# Anybody ever taken a factory tail light apart???



## InsideMan (Sep 23, 2017)

With the price of all these aftermarket tail lights I'm thinking of ordering up some red HD Halos from Diode Dynamics and making my own. Kind of like an "Afterburner" look.

I need to to know if there's a good resting spot inside of the chrome housing for both the inner and outers. If there is, what MM's are they?

Ill have to do a trial run on mine if I can't get an answer here but I may wait until the spring to do so.


----------



## ChevyGuy (Dec 13, 2014)

I eyeballed it. I wanted to do something to make more of the sidelight lite up. Personally, I feel that at a distance "size", not just total light output matters.

As I recall, it's glued together. I don't remember the details, but I decided against trying to open it up. If this is your daily driver, I'd suggest getting some junkyard lights to play with.

I'm running some DD bulbs in mine and I've been pretty happy. I had to tape over a pin for the bulbs that go into the trunk, but otherwise it was straight forward.


----------



## InsideMan (Sep 23, 2017)

Yea I think I'm gonna give it a go. I want something one off and on top of it I can't see spending what they want for an aftermarket.

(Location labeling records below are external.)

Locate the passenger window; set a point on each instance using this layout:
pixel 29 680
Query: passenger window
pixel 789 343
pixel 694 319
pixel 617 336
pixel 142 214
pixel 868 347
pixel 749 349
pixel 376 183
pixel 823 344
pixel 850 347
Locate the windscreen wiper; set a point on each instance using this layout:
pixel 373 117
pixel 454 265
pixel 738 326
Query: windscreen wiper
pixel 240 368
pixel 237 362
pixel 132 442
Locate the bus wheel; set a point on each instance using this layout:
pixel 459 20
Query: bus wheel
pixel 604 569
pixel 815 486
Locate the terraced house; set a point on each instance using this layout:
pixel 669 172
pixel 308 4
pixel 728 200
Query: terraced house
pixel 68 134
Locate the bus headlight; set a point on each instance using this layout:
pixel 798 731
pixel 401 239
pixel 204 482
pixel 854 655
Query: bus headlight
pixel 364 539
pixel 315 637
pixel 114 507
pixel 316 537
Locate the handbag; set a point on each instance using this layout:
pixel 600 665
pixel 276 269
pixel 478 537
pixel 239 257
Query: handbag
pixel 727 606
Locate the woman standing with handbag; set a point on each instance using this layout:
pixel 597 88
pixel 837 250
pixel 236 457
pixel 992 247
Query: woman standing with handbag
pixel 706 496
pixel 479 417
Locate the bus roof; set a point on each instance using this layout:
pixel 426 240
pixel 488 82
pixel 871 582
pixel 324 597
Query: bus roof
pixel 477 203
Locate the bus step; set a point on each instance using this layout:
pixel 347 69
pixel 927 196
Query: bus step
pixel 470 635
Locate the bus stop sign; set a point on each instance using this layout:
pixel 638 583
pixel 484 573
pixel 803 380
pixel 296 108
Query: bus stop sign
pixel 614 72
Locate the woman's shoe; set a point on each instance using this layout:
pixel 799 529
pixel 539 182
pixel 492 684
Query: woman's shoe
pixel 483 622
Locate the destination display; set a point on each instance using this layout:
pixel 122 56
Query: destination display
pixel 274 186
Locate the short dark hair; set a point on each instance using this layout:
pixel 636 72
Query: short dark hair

I've done aftermarket on many occasions and they were nice until they started letting water in or steaming up from bad seals.


----------



## Blasirl (Mar 31, 2015)

I'm subscribing - lookin' forward to the write up!

[h=1]How-To: Write a Tutorial[/h]


----------



## InsideMan (Sep 23, 2017)

Just to bump this up so the forum members can keep an eye on it. As soon as the weather breaks I'll still be giving this a go.

At this point in time I'm going to be tinting the tail lights while leaving the reverse lights clear. I'll be installing LED's for reverse lights and current brake/turn bulb.

https://www.diodedynamics.com/hd-led-red-halo-rings-pair.html

Ill be using these for the brake light housing as well as the trunk housing. I'll be utilizing the dim and turn feature on the halos as well for a more integrated operation of the lights.


----------